God forbid that any misfortune should befall any of us and that somebody might need to be attended to by a health worker over the festive period, but presumably if one of them does themselves an injury or something worse and they are being attended by a health worker, as they are being attended, maybe bandaged up, even laid down on a gurney and pushed into the back of an ambulance, they will thinking (should they be conscious), 'You're not worth the penalty rates either.' That will be the view of those opposite.

Well, I and the people on this side of the parliament take the opposite view. Those people who have to spend time away from their families and loved ones, who have to work during the festive period, who do not get the advantage of the regular Christmas Day public holiday because it falls on a Saturday, should be compensated for having to work in the festive period. That is entirely appropriate.

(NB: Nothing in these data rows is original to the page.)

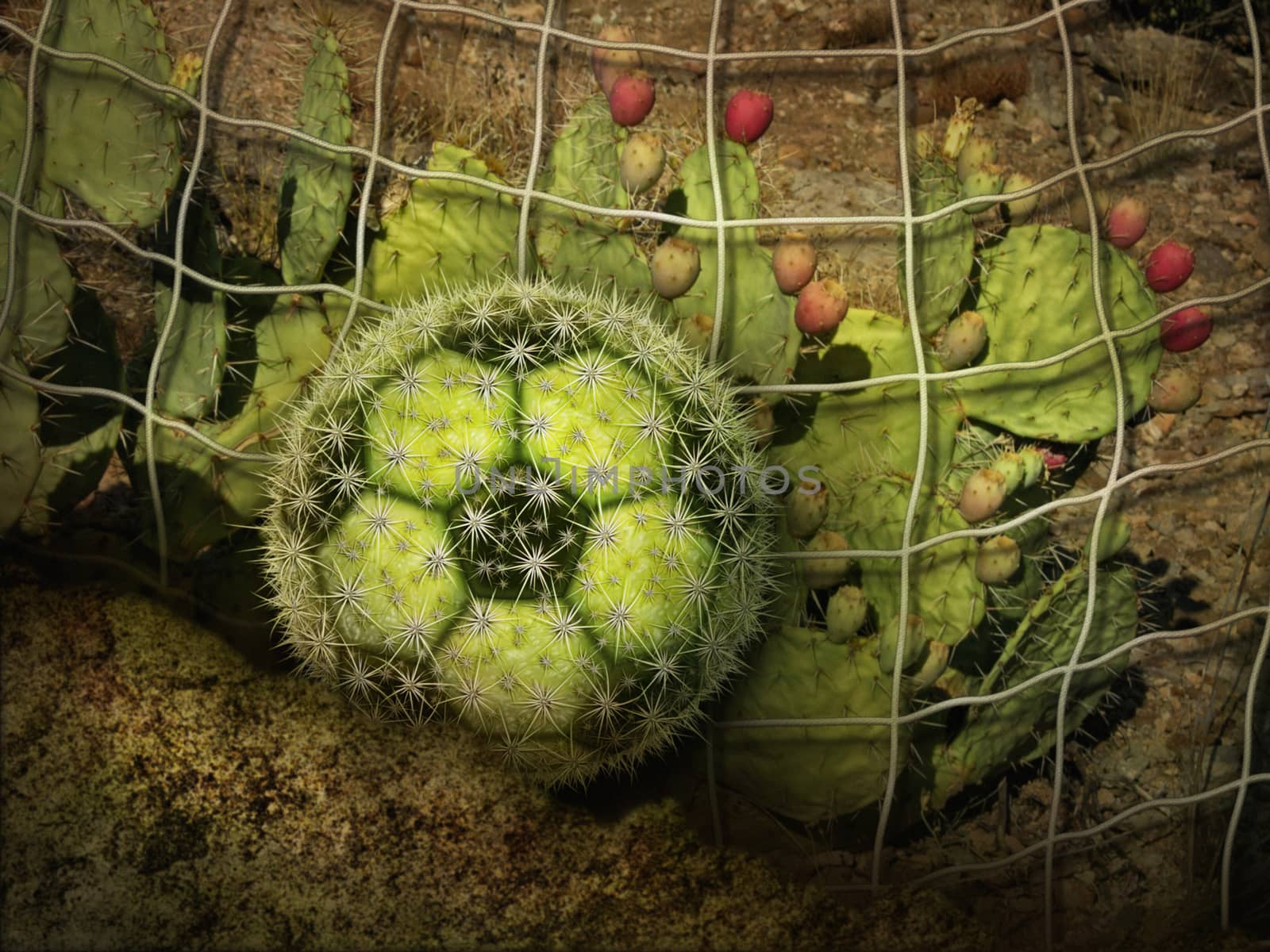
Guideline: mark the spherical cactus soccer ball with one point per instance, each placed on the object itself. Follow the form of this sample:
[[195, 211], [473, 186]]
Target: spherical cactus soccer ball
[[529, 509]]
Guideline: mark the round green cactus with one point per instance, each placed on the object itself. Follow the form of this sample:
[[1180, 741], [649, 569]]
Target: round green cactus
[[529, 508]]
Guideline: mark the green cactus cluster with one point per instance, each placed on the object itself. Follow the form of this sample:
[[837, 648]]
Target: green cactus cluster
[[524, 505], [470, 517]]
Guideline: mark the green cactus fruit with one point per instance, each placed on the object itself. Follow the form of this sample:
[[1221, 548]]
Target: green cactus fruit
[[1174, 391], [317, 184], [933, 666], [962, 340], [448, 235], [813, 774], [194, 359], [826, 571], [520, 505], [944, 248], [206, 495], [845, 615], [112, 143], [959, 129], [1022, 727], [976, 154], [806, 509], [760, 340], [78, 437], [676, 266], [1020, 211], [999, 560], [19, 443], [1037, 298], [40, 317], [982, 495], [586, 165], [982, 181], [641, 163]]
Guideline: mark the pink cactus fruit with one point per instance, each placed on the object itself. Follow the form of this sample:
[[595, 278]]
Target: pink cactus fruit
[[676, 266], [1127, 221], [821, 306], [1185, 330], [1054, 461], [610, 63], [1174, 391], [747, 117], [1168, 266], [794, 262], [632, 97]]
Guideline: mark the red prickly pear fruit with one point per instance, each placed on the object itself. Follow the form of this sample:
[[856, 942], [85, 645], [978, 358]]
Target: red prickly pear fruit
[[997, 560], [747, 117], [610, 63], [982, 495], [641, 163], [821, 306], [1168, 266], [1127, 221], [676, 266], [1185, 330], [794, 262], [806, 508], [1174, 391], [632, 97]]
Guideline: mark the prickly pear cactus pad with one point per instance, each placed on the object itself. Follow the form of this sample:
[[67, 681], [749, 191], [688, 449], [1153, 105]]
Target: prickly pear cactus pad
[[530, 509]]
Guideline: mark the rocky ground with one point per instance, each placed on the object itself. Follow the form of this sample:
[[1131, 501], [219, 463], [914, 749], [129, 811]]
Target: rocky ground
[[169, 785]]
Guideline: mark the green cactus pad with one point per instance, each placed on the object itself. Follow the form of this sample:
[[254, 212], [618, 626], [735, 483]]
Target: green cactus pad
[[1022, 727], [194, 361], [944, 248], [448, 234], [583, 165], [1037, 298], [317, 184], [38, 321], [810, 774], [760, 338], [112, 143], [944, 590], [597, 624], [436, 427], [78, 435], [19, 444], [207, 495]]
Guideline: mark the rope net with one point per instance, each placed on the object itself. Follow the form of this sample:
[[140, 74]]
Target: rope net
[[550, 37]]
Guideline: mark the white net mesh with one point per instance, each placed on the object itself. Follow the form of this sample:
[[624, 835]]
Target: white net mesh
[[1121, 474]]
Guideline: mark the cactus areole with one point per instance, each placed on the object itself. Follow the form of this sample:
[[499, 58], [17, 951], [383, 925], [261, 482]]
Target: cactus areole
[[529, 509]]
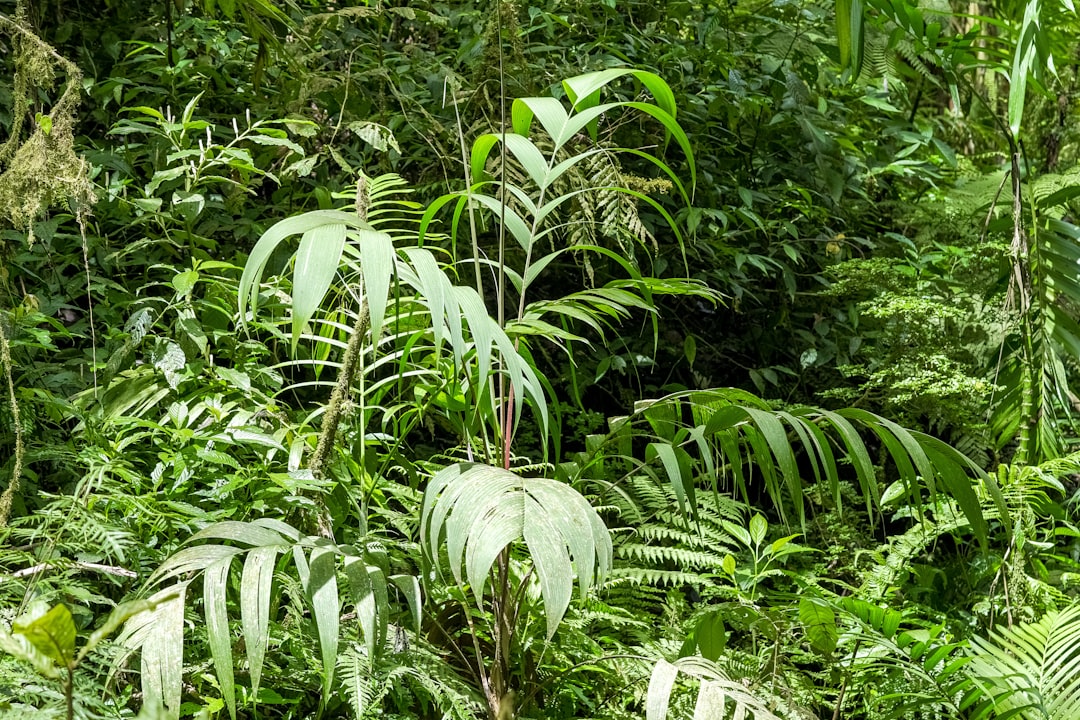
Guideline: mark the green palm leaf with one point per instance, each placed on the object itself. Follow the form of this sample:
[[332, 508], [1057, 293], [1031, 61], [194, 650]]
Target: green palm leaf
[[478, 511], [1033, 670]]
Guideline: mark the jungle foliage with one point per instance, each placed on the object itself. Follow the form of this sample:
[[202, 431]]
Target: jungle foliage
[[539, 360]]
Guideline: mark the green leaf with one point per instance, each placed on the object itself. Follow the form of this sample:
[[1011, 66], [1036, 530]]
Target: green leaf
[[255, 586], [316, 263], [819, 623], [51, 634], [480, 511], [248, 290], [325, 609], [218, 635], [849, 35]]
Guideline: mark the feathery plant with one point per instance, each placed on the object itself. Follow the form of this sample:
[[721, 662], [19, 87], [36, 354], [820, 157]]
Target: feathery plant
[[414, 327]]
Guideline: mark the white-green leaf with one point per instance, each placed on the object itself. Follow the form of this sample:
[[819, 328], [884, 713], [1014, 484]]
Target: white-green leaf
[[478, 511]]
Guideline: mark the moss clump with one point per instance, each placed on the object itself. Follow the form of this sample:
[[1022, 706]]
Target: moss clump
[[40, 168]]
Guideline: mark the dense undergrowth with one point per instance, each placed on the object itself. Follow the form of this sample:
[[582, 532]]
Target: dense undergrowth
[[552, 360]]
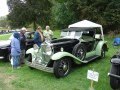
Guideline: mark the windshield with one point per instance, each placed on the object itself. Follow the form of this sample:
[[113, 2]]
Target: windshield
[[71, 34]]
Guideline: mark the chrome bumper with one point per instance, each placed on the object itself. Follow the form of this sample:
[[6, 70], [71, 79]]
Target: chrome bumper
[[40, 67]]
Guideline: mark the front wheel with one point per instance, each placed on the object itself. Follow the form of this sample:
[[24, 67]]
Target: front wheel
[[30, 60], [62, 67]]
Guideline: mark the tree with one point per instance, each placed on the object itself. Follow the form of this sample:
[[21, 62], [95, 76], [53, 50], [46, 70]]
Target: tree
[[25, 12]]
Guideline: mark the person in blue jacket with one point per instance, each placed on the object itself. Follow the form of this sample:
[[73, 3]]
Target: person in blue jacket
[[38, 36], [15, 49]]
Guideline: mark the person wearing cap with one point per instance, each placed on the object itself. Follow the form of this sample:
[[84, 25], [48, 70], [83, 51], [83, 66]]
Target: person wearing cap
[[38, 36], [15, 50], [22, 45], [48, 33]]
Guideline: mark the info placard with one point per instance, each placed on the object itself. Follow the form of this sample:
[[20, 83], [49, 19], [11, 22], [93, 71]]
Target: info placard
[[92, 75]]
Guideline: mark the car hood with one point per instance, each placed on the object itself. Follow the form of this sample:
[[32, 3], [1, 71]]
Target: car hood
[[4, 43], [64, 41]]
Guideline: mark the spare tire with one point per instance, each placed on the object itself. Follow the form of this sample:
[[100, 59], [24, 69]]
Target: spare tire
[[79, 51]]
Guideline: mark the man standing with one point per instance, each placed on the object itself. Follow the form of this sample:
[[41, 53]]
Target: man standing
[[15, 50], [38, 36], [48, 33], [22, 45]]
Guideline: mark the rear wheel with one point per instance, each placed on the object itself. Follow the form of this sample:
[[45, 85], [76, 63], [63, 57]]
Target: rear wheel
[[114, 82], [62, 67], [79, 51]]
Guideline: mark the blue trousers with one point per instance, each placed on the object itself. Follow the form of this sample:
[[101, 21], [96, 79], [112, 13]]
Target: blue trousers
[[16, 61]]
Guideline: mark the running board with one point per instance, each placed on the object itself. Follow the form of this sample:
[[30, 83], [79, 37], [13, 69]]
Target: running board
[[90, 59]]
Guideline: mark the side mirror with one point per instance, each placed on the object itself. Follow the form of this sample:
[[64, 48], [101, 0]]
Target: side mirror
[[97, 36]]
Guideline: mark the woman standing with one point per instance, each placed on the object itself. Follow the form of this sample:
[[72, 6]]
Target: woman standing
[[15, 50], [38, 36]]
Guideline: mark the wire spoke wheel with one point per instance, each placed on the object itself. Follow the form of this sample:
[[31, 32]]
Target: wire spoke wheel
[[62, 67]]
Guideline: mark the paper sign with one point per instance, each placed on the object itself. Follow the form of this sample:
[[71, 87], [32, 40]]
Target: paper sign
[[92, 75]]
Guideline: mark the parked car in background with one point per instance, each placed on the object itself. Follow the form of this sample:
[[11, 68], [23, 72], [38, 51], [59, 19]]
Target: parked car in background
[[5, 45], [82, 42]]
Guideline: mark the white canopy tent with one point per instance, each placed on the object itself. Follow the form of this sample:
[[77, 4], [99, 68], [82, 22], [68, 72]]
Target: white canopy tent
[[86, 23]]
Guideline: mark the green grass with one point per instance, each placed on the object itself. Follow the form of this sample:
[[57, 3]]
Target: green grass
[[27, 79]]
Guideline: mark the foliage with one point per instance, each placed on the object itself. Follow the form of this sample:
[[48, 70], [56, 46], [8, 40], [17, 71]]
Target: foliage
[[105, 12], [61, 13], [3, 22], [25, 12]]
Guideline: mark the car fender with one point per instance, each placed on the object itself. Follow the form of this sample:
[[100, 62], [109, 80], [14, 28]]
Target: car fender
[[99, 47], [59, 55], [30, 51]]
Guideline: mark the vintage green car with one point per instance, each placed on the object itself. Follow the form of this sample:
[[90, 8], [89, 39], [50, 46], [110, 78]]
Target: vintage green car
[[82, 42]]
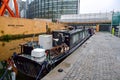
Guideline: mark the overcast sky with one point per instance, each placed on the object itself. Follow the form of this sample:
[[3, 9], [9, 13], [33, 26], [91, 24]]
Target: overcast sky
[[96, 6]]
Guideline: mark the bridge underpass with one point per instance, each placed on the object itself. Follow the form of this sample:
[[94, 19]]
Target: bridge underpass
[[101, 20]]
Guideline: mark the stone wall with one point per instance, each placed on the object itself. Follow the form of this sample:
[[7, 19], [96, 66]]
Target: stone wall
[[15, 26]]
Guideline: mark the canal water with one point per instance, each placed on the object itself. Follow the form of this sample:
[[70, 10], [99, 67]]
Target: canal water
[[8, 48]]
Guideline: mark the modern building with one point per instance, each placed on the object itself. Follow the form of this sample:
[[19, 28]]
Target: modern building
[[52, 9]]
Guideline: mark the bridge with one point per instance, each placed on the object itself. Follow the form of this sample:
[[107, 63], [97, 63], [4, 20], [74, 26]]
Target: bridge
[[87, 19]]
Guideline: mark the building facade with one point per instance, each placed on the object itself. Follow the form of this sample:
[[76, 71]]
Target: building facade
[[52, 9]]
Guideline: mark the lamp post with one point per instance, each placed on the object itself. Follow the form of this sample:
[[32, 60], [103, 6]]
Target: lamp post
[[111, 21]]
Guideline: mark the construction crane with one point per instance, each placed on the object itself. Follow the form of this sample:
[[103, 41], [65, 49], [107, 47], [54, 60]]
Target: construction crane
[[4, 6]]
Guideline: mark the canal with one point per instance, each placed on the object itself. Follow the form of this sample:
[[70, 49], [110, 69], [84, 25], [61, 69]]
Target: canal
[[8, 48]]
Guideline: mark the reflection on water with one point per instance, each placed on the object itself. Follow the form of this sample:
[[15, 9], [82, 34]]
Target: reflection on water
[[7, 48]]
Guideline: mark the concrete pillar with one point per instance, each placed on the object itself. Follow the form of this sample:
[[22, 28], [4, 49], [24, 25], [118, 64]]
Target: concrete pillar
[[97, 28]]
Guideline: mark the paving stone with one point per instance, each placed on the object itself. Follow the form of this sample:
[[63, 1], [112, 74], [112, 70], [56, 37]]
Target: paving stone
[[97, 59]]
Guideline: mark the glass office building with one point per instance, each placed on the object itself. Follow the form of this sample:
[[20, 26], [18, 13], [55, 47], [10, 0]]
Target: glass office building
[[52, 9]]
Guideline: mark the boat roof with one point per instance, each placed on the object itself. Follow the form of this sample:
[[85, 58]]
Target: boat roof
[[68, 31]]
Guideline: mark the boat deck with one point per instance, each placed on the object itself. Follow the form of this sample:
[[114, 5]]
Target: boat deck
[[97, 59]]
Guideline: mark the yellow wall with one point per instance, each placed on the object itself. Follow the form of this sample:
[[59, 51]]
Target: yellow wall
[[13, 26]]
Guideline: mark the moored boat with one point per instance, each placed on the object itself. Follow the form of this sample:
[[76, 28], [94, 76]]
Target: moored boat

I know that on those days, should I come across somebody who is engaged in work on that day, that I will be able to look them in the eye and think, 'I did my best for you. I realise the sacrifice that you're making personally, that your family is making and that you're making on behalf of our community in order to show up to work.' I will be able to look them in the eye, as will those members of the Labor Party, and say, 'I did my best for you. I recognise the service that you are doing for the community and I think you should be appropriately compensated.'

What it comes down to basically is the two-facedness of those opposite who continue to enjoy the benefits in their own lives that the union movement has provided to them over the last 130 years. They continue to enjoy all those benefits, yet they stand against that same movement for any further improvement to the lives or working conditions or entitlements that workers continue to desire.

They will enjoy their holidays, as I am sure they enjoy their weekends, as I am sure they enjoy their superannuation and their Medicare benefits and the safety net. They enjoy a safe workplace—well, except I guess in the current context in here at times—and they will continue to enjoy all those other benefits that the union movement has provided them, yet they will continue to turn their backs on workers and their representatives when their support is so needed.

I look forward to the debate on this matter. I look forward to looking into the whites of the eyes of those members opposite about how they choose to support or turn their back on workers in their own communities. I certainly look forward to participating in the pubic campaign to remind constituents about how those members opposite chose to vote on this important matter.

Debate adjourned on motion of Dr Harvey.